The writer David Foster Wallace defined “blind certainty” as “a closed-mindedness that amounts to an imprisonment so total that the prisoner doesn’t even know he is locked up.”

Ten years earlier in 2001 ABC reporter Jill Singer filed from the Venice Biennale, introducing the work of Robert Gober over an image of a floor piece consisting of a ‘wood’ fragment lying across a ‘polystyrene’ block. Gober was representing the USA and is famous for his ‘sinks’ – exacting replicas of bathroom sanitation units – that so heavily quote Duchamp’s urinal of 1917.

Singer intoned, “…as with his previous work Gober produced meticulous reconstructions of everyday objects, bronze sculptures of Styrofoam blocks, newspaper cut-outs and a gin bottle.” Singer cut to artist Imants Tillers, who responded to Gober’s work with “…well I thought it was absolutely terrible and I think it’s kind of complacent in a way, and it depends totally on being in the American pavilion and, you know, having all the aura of that. You know if he was to show as an unknown artist in the Australian pavilion nobody would take any notice.”

At the 2011 Biennale, Hany Armanious represented Australia. “Armanious creates duplicates of eclectic, everyday objects and presents them in a gallery, thereby turning them into fine art.” On  the floor of the pavilion was a simulacrum of a painted wooden-plinth with simulated duct tape patching up a hole. Elsewhere there were Styrofoam-looking reproductions cast in resin – as a homage to Gober it was, well, gob-smacking.

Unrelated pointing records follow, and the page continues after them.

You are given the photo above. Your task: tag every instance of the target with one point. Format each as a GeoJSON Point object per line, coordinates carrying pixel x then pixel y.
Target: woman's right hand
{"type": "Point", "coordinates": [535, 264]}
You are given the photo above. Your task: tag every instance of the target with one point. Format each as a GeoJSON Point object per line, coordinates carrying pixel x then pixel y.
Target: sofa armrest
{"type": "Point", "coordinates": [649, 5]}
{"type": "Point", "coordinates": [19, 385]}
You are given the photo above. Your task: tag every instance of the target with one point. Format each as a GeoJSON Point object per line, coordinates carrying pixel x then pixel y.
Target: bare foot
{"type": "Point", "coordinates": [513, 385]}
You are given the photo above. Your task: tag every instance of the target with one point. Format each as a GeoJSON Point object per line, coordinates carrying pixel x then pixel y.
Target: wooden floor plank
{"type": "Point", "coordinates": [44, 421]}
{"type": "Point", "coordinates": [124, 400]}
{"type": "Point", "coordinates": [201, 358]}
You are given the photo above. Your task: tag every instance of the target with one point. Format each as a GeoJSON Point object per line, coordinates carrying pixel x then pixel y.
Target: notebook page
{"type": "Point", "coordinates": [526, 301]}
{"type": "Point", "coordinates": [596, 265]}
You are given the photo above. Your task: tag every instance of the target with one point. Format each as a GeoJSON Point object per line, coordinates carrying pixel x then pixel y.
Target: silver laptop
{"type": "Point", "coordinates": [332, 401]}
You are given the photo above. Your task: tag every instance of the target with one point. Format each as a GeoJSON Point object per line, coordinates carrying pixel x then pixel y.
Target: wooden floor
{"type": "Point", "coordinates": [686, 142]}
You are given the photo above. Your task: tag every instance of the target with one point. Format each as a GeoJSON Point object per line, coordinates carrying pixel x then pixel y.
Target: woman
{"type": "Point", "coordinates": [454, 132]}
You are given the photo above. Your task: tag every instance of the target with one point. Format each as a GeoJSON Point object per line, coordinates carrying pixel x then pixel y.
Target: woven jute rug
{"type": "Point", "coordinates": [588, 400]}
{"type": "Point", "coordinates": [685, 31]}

I am questioning is the curatorial and conceptual repetitiveness of the art exhibited by Australia since 2001

Gober’s work relies on exacting reproduction and unusual juxtaposition. For example, his Untitled Leg, 1989 – 1990, is a super-realistic sculpture of the lower part of a man’s leg complete with shoe, sock, trousers cuff and human hair, the dismembered limb curiously sticking out from the gallery wall. Adrian Searle described another Gober work in 2001 as “Half-male, half-female human torsos wallow like flesh drowning in itself.” In 2003 Australia’s representative was Patricia Piccinini with We are Family. Her mutant figures including replicated boys, complete with clothes and human hair.

“Game Boys Advanced (2002) is a hyperreal sculpture of two boys leaning against the gallery wall…At first they look normal…On closer inspection we can see that the boys are not normal. Their faces are aged, their hair is greying at the temples…Hairs and veins appear on their little arms, and their fingers have thick, yellowing nails.” 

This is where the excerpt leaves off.